0
votes

in an effort to fast-track a monthly comparison between Flurry and Firebase event-reporting, I wrote this simple script below to get the monthly 1) Event Count and 2) Count of Unique Users that triggered these events.

In theory the data I get from BigQuery (linked to the same Firebase account), should give the same output as the Firebase Analytics Console below. I only added a random example Screenshot to indicate which events I am talking about.

enter image description here

# My Standard SQL - Script
SELECT 
  event.name as event_name,
  COUNT(event.name) as event_count,
  COUNT(DISTINCT user_dim.app_info.app_instance_id) as users
FROM `project_id.com_game_example_IOS.app_events_*`,
  UNNEST(event_dim) as event
WHERE (_TABLE_SUFFIX BETWEEN '20170701' AND '20170731')
------ Inclusive for both the start-date and end-date.
GROUP BY event_name
ORDER BY event_count DESC
LIMIT 10;

Results:

  • The event_count from the BigQuery output is exactly the same as the output in my console, but the distinct user_count is out by about 5K-10K for most of the events. In theory, the Firebase Analytics Console's users data should line up exactly with the BigQuery-output, but it does not.

My Questions:

  • Is my query not correct, or is it that the Analytics Console outputs the wrong data ?
  • Can my query be even more optimised ?
  • Am I perhaps not considering something like Timestamps?

Thanks!

1

1 Answers

4
votes

There are a couple of things potentially at play here.

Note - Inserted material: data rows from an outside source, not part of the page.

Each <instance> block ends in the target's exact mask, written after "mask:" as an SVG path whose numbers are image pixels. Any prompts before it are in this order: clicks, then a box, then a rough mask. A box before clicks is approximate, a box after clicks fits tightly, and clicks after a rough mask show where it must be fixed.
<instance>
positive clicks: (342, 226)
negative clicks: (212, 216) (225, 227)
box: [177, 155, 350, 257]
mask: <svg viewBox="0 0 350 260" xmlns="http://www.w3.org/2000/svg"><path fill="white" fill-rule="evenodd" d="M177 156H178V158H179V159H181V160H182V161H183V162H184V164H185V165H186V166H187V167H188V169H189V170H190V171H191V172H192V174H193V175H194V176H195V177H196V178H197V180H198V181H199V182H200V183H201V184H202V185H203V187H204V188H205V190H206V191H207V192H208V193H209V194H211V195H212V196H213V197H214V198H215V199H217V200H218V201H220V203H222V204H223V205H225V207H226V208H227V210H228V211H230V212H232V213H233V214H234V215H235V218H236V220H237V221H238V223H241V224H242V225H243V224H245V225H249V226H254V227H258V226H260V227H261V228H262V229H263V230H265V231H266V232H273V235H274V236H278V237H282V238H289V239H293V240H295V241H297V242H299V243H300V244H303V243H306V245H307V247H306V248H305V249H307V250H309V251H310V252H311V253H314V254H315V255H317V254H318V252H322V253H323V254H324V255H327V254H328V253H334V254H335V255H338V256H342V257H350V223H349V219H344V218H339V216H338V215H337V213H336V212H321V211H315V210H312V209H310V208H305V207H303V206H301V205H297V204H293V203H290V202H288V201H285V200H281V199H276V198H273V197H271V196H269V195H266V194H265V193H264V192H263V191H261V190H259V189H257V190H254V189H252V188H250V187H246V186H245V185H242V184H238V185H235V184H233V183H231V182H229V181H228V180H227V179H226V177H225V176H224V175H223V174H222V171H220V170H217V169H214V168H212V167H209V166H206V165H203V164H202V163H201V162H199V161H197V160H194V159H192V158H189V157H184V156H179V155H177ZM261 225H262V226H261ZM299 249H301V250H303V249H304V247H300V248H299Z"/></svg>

  1. See the answer/comments about COUNT( DISTINCT ) here.

  2. Earlier this year, Analytics launched HLL-based user metrics in order to provide customers with more flexibility when filtering user metrics by user properties and audiences. And so, although your event counts may match exactly between BigQuery and your Analytics reports, your user counts may differ slightly.